Adjuvant Ribociclib Approved for HR+/HER2- Early Breast Cancer, Offering New Hope for High-Risk Patients

• The FDA approved ribociclib in combination with an aromatase inhibitor for high-risk HR+/HER2- early breast cancer, based on the NATALEE trial data.
• NATALEE trial results showed a significant 25.1% reduction in the risk of disease recurrence with ribociclib plus endocrine therapy compared to endocrine therapy alone.
• Experts highlight the importance of shared decision-making between oncologists and patients when choosing between ribociclib and abemaciclib.
• Individual patient characteristics, pre-existing conditions, and preferences should guide the selection of CDK4/6 inhibitors in the adjuvant setting.

The FDA's approval of adjuvant ribociclib (Kisqali) in combination with an aromatase inhibitor (AI) on September 17, 2024, marks a significant advancement in the treatment of hormone receptor-positive, HER2-negative (HR+/HER2-) stage II and III early breast cancer. This approval, supported by the phase 3 NATALEE trial, offers a new option for patients at high risk of recurrence, including those with node-negative disease. The NATALEE trial demonstrated a clinically meaningful 25.1% reduction in the risk of disease recurrence (HR, 0.749; 95% CI, 0.628-0.892; P = .0006) compared to endocrine therapy alone. This benefit in invasive disease-free survival (iDFS) was observed across all pre-specified patient subgroups.

Ribociclib vs. Abemaciclib: Navigating Treatment Choices

With ribociclib joining abemaciclib (Verzenio) in the adjuvant setting, clinicians now face the challenge of selecting the most appropriate CDK4/6 inhibitor for individual patients. Abemaciclib is already FDA approved in combination with endocrine therapy for HR+/HER2-, node-positive early breast cancer at high risk of recurrence. The pivotal phase 3 monarchE trial demonstrated a sustained iDFS benefit with abemaciclib plus endocrine therapy over endocrine therapy alone (HR, 0.680; 95% CI, 0.599-0.772; nominal P < .001) at a median follow-up of 54 months.

Dr. Jairam Krishnamurthy, an associate professor at the University of Nebraska Medical Center, emphasized the importance of shared decision-making in an interview with OncLive®. "A lot of shared decision-making will come into play between the patient and the oncologist," he stated, highlighting the need to consider individual patient characteristics and preferences.

Factors Influencing Treatment Selection

When choosing between ribociclib and abemaciclib, several factors come into play. Pre-existing gastrointestinal issues, such as inflammatory bowel disease or diarrhea, may make abemaciclib a less desirable option due to its potential to cause diarrhea. Conversely, patients with pre-existing heart rhythm issues or those taking medications that prolong QT intervals, such as amiodarone, may need to avoid ribociclib, as it can cause QT prolongation.
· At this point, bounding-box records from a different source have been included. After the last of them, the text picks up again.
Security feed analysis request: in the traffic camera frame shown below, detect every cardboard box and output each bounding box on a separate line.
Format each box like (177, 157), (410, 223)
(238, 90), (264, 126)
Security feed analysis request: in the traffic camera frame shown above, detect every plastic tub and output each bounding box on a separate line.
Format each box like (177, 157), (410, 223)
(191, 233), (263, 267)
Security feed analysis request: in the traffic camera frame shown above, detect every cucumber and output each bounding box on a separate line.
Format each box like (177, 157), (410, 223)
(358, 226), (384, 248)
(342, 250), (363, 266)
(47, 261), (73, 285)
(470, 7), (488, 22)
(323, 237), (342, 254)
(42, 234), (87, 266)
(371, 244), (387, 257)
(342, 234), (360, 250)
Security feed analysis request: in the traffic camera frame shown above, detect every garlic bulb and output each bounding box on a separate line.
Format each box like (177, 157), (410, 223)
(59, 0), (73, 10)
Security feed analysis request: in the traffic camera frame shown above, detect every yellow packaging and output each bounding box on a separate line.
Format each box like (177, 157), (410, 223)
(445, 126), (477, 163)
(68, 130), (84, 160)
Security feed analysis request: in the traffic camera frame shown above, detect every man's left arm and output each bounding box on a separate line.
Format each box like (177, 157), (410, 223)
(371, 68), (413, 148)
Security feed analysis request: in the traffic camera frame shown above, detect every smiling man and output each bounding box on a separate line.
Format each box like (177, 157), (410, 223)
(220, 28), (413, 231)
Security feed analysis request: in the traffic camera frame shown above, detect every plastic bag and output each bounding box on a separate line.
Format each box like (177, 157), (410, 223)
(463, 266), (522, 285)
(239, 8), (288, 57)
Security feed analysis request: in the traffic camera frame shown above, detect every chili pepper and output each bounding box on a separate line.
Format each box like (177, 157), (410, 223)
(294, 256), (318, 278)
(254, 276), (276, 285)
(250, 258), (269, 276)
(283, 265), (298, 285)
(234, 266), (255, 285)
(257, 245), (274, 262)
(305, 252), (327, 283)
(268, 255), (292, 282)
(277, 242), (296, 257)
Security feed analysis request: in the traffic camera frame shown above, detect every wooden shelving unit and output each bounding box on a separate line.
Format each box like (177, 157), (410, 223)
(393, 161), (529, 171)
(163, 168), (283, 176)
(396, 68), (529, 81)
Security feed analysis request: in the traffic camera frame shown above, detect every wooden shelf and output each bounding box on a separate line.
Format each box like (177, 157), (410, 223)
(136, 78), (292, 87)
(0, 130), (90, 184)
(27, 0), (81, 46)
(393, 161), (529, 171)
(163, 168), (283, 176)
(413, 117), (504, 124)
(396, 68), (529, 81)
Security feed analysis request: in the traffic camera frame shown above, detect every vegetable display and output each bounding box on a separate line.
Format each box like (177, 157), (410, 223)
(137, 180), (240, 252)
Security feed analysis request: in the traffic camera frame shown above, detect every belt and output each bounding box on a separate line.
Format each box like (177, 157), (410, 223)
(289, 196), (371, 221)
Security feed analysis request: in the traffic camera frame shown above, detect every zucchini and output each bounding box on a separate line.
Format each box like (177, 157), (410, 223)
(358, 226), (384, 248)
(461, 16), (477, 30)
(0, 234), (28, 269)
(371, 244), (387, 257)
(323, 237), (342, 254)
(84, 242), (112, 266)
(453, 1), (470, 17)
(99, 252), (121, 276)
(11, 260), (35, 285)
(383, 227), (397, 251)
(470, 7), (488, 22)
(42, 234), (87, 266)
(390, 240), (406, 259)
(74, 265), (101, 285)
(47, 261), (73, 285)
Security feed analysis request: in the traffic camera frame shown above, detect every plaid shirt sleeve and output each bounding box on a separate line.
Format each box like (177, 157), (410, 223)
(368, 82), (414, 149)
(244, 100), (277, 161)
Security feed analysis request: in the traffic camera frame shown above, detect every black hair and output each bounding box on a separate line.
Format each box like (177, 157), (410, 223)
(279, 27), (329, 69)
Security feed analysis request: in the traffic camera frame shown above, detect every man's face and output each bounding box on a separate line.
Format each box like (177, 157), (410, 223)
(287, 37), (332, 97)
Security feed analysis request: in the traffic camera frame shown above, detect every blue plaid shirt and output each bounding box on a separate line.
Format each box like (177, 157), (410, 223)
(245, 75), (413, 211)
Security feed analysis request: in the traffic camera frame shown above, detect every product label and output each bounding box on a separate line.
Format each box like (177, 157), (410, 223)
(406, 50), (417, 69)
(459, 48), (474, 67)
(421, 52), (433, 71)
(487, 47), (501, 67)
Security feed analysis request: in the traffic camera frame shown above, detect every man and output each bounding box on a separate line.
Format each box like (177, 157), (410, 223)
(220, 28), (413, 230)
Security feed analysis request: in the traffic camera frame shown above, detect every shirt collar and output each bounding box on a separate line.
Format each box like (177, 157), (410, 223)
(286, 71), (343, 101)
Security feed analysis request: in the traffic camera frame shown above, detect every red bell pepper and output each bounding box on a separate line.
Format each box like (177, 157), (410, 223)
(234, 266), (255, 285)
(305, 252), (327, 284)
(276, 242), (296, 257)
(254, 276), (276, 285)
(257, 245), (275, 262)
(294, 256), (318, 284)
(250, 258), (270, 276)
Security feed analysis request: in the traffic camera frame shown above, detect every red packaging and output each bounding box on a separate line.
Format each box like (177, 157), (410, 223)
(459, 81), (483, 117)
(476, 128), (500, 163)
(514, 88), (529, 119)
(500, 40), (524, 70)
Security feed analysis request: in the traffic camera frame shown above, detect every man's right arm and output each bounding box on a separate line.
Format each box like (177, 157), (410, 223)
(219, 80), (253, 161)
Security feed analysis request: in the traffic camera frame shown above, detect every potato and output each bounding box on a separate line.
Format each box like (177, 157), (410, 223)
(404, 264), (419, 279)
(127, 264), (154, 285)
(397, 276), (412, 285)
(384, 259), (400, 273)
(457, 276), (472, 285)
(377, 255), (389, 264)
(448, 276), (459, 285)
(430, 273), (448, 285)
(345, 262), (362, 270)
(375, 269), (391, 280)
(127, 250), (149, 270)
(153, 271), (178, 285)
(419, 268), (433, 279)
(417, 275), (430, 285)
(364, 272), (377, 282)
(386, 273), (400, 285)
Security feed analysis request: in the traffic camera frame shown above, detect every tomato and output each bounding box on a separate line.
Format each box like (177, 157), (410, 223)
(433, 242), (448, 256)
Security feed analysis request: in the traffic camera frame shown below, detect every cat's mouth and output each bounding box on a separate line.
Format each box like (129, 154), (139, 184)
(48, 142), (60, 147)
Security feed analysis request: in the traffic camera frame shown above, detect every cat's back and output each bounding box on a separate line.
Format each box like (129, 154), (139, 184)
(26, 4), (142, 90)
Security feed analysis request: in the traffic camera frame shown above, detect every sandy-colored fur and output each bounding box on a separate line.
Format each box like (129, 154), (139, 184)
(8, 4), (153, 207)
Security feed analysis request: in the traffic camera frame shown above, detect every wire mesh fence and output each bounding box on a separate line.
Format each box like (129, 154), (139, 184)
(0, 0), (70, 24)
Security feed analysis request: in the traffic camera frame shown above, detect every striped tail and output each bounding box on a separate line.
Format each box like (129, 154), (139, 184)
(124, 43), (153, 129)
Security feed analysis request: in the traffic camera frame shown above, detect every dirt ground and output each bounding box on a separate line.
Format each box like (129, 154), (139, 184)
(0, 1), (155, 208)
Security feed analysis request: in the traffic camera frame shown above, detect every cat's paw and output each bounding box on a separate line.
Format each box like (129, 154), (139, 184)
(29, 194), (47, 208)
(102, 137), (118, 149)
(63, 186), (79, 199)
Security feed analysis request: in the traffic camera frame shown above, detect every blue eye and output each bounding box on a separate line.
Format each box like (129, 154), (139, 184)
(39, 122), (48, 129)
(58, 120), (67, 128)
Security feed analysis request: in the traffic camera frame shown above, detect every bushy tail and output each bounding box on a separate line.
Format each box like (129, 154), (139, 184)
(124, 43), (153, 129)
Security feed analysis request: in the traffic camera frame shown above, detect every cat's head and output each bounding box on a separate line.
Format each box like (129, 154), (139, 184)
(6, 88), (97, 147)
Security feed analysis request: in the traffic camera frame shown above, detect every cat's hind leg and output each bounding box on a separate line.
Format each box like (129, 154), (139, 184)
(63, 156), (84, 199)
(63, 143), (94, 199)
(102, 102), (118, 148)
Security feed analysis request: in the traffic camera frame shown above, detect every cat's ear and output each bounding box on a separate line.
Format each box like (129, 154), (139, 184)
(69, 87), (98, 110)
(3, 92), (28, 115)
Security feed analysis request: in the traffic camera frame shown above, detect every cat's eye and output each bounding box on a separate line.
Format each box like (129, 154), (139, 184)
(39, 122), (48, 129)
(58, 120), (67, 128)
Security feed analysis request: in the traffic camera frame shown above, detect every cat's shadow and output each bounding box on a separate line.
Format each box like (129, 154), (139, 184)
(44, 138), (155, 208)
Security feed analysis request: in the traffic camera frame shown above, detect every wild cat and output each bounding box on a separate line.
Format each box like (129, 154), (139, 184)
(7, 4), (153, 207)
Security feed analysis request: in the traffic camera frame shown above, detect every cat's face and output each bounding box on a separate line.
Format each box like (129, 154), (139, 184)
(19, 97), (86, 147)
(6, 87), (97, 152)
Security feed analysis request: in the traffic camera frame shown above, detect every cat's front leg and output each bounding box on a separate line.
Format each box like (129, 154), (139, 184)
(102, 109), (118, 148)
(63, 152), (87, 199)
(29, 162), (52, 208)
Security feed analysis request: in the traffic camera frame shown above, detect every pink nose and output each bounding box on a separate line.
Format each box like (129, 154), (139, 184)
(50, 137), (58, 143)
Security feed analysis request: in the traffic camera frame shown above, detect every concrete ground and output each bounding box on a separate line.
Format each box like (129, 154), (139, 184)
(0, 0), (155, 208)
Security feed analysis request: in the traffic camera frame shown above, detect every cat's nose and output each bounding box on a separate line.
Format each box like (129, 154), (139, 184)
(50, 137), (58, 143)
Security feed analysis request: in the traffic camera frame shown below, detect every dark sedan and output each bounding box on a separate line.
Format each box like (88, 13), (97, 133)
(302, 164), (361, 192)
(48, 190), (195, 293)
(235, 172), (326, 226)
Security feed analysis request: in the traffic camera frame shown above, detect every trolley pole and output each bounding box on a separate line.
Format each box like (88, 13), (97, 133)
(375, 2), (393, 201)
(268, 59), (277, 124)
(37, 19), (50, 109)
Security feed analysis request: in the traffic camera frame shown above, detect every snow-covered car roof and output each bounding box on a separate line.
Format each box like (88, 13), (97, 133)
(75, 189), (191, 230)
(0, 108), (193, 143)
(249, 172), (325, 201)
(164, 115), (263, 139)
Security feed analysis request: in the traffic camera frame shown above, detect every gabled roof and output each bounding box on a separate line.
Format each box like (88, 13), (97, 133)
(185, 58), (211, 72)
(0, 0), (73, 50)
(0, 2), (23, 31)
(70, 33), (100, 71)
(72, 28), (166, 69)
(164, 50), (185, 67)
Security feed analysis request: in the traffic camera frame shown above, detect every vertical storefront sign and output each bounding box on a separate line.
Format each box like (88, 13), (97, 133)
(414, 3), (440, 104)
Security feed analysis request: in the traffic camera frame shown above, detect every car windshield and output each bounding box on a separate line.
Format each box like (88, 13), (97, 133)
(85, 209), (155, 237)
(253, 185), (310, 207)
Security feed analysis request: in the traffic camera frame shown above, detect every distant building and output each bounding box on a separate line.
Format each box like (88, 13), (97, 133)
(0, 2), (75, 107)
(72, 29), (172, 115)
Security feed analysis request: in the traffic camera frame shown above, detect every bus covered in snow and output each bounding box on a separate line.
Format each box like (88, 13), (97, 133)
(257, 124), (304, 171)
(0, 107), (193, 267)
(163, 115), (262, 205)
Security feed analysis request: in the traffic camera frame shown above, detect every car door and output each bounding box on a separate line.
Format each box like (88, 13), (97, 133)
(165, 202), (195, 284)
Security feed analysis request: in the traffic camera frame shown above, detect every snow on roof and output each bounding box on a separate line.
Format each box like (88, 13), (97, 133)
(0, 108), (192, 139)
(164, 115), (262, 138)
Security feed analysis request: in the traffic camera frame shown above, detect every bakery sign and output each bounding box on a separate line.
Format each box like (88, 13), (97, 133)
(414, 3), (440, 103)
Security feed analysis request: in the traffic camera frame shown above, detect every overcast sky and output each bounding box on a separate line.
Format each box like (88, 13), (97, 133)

Dr. Krishnamurthy noted, "We will have to individualize therapy based on patients’ pre-existing conditions. For patients who meet the criteria for both ribociclib and abemaciclib, it’s going to be a question of whether they want to be on a drug for 3 years vs 2 years, and whether they want to be on [abemaciclib], a drug that can potentially cause diarrhea, as opposed to ribociclib, which can cause fatigue and nausea."

Addressing Unmet Needs and Challenges

The approval of adjuvant ribociclib addresses a critical unmet need by providing an additional treatment option to reduce the risk of recurrence in high-risk HR+/HER2- early breast cancer patients. However, challenges remain, including the need to convince patients to adhere to the 3-year treatment duration and the logistical requirements of monthly clinic visits for laboratory tests to monitor for potential adverse effects such as neutropenia and QT prolongation.